La costumbre, el arma del Parlament
La estrategia del Parlament se basa en un argumento sencillo y recurrente: la costumbre. Desde 1981, la tradición en la Cámara catalana ha sido izar las banderas española y catalana únicamente los días de pleno o en jornadas institucionalmente relevantes. Este criterio busca anunciar a la ciudadanía la celebración de sesiones importantes. Fue ratificado por un acuerdo de la Mesa en 2009, poniendo por escrito esta práctica. Los servicios jurídicos de la institución consideran que esta costumbre no supone ninguna discriminación. Sostienen que la autonomía de Catalunya permite interpretar la normativa de simbología de esta manera.
El PSC, entre la espada y la pared
La discrepancia abierta por Lluïsa Moret ha puesto al PSC en una situación delicada. Mientras la Mesa del Parlament acordaba por unanimidad recurrir la decisión del TSJC, Moret se desmarcaba públicamente. Declaró que “es importante que los símbolos que representan a nuestro país estén en las puertas de las instituciones”. Estas palabras contradicen la postura oficial de la Mesa. Han provocado perplejidad y evidenciado tensiones internas sobre la exhibición de la bandera española en la Cámara.
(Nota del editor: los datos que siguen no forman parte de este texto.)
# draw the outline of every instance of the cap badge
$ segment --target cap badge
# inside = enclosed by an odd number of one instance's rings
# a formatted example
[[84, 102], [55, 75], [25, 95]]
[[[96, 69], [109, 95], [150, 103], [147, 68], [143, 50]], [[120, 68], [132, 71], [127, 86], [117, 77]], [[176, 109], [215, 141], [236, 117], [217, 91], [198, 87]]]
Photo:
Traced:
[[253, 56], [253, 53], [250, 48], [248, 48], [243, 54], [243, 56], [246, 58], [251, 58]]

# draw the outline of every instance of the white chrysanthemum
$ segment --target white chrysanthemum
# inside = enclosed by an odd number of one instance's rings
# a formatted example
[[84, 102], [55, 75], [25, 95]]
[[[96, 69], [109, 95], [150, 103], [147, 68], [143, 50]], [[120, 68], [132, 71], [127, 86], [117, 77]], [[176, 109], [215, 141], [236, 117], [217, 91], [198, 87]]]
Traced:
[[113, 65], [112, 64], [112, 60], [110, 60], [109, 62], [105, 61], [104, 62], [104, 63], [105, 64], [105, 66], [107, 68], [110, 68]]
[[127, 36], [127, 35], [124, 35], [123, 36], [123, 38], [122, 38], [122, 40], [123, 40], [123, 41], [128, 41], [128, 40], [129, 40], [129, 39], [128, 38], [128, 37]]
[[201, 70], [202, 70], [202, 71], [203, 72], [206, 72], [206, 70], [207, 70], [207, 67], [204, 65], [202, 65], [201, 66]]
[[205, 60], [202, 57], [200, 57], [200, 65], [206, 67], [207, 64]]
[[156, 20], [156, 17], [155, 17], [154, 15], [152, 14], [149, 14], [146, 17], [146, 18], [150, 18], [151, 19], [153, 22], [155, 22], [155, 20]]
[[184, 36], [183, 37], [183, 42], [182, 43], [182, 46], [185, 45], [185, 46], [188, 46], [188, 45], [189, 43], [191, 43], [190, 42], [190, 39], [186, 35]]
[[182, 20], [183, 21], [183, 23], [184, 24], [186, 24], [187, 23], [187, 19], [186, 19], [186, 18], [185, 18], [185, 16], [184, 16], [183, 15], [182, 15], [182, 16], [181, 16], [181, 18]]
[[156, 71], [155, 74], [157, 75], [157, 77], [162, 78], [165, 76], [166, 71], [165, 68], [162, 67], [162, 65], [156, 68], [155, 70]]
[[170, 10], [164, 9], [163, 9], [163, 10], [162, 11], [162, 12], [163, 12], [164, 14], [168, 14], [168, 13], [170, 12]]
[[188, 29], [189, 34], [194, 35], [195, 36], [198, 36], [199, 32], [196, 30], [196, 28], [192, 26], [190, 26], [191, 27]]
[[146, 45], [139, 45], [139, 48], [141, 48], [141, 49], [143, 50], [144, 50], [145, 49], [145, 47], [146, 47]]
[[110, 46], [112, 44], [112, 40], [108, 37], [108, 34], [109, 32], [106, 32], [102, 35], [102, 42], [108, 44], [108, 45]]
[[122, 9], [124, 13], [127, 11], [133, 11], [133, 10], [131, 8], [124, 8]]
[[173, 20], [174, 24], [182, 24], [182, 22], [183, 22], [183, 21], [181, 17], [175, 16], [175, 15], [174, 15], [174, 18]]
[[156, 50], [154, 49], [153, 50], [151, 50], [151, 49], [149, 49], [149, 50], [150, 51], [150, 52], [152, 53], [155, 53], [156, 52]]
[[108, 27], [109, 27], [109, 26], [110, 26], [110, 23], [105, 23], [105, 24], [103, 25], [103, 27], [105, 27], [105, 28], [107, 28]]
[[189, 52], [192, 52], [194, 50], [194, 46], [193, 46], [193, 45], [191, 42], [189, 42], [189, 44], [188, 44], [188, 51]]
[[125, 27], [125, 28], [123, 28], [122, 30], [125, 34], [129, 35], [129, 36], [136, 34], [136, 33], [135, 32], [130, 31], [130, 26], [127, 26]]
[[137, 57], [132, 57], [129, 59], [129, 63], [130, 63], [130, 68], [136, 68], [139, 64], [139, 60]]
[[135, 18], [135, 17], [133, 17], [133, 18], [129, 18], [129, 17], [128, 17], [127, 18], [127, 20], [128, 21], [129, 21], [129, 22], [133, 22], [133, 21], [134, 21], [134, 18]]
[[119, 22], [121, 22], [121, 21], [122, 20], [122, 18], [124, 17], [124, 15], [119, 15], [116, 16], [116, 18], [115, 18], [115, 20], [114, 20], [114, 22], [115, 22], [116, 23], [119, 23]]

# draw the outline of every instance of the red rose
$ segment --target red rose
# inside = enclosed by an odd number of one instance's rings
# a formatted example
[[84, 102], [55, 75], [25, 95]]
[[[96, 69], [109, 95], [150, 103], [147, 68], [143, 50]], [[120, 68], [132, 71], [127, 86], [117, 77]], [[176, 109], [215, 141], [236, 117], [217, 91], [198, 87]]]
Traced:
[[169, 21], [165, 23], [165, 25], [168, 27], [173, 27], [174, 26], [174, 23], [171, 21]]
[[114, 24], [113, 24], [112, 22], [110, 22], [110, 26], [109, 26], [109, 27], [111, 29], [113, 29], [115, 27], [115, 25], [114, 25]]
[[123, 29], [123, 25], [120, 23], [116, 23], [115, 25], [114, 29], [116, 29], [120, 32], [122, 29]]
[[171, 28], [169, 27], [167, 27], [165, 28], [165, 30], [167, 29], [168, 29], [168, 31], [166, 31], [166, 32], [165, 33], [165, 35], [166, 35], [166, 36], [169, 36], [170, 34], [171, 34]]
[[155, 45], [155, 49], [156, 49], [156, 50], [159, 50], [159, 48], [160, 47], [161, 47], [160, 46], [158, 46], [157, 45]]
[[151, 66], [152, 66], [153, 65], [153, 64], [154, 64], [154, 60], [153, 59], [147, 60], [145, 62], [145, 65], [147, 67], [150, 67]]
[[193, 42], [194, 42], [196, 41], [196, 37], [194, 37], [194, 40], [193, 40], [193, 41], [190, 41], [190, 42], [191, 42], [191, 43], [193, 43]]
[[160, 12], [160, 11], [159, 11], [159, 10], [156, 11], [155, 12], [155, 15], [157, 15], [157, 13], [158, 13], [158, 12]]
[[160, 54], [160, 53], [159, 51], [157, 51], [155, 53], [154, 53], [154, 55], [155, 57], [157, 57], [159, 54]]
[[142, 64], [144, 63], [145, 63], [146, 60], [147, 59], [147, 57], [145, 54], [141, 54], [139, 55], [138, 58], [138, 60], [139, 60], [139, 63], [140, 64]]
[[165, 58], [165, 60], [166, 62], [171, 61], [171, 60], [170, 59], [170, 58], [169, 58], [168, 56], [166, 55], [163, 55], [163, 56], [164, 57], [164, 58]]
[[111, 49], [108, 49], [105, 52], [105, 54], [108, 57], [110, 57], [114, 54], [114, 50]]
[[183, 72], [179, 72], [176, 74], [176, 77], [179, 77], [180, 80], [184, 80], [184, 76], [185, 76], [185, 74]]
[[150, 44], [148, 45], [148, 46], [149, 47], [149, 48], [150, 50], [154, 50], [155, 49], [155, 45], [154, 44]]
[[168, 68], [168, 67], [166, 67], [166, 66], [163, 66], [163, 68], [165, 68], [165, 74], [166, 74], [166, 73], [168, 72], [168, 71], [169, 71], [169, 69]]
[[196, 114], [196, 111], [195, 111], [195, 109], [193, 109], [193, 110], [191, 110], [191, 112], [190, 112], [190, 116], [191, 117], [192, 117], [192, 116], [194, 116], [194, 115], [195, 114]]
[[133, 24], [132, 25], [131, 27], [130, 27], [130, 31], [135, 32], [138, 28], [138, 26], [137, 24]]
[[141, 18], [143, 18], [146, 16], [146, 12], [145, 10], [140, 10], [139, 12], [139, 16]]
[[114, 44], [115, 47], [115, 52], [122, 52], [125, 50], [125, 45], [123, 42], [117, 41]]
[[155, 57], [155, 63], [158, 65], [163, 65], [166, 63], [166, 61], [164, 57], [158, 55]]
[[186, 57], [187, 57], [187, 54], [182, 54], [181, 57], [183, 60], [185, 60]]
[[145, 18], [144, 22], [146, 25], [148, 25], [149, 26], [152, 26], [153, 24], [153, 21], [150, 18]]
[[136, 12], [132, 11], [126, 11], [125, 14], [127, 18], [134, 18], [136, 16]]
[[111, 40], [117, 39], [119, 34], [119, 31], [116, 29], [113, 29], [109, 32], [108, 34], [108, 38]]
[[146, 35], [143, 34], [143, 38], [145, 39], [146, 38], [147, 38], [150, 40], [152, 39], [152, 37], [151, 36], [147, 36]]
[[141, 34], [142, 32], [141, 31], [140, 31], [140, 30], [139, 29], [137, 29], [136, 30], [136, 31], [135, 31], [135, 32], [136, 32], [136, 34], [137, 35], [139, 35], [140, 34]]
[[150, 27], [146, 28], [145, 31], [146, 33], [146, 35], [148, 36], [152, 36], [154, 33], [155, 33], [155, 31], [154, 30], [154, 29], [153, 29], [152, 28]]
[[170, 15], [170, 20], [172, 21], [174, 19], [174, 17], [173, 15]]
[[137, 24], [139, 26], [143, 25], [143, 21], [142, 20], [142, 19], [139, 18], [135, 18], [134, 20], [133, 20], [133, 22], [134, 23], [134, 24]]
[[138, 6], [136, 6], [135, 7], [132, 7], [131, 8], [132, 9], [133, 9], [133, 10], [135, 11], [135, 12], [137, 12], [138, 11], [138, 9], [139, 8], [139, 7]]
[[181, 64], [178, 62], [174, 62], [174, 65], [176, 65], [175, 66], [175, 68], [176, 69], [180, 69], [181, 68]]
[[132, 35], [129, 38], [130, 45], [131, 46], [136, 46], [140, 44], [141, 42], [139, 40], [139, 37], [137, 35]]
El origen del conflicto: Impulso Ciudadano y el TSJC
La polémica se remonta a una demanda interpuesta por la entidad Impulso Ciudadano. Argumentan que el mástil de la fachada del Parlament luce permanentemente una gran 'senyera', mientras la bandera española brilla por su ausencia. En respuesta, el TSJC dictaminó el pasado 20 de marzo que el Parlament debe mantener colgada la bandera española de forma inminente y permanente. Se basó en la Ley 39/1981. Consideró que su exclusión tenía un fuerte componente simbólico. Interpretó que buscaba expresar un gobierno que no representa a todos los españoles. El Parlament, sin embargo, niega esta discriminación. Defiende su modelo de exhibición como una práctica consolidada y no opcional.
El futuro: ¿más recursos?
Con la presentación de este recurso de reposición, el Parlament busca que el TSJC reconsidere su decisión. Pretende que no aplique las medidas cautelares. En función de la respuesta del tribunal, la Cámara catalana no descarta elevar el caso a un recurso de casación. Esto podría alargar aún más este pulso simbólico y legal. La batalla por la visibilidad de la bandera española en la fachada del Parlament está lejos de haber terminado. Las próximas semanas serán clave para conocer el desenlace de este contencioso.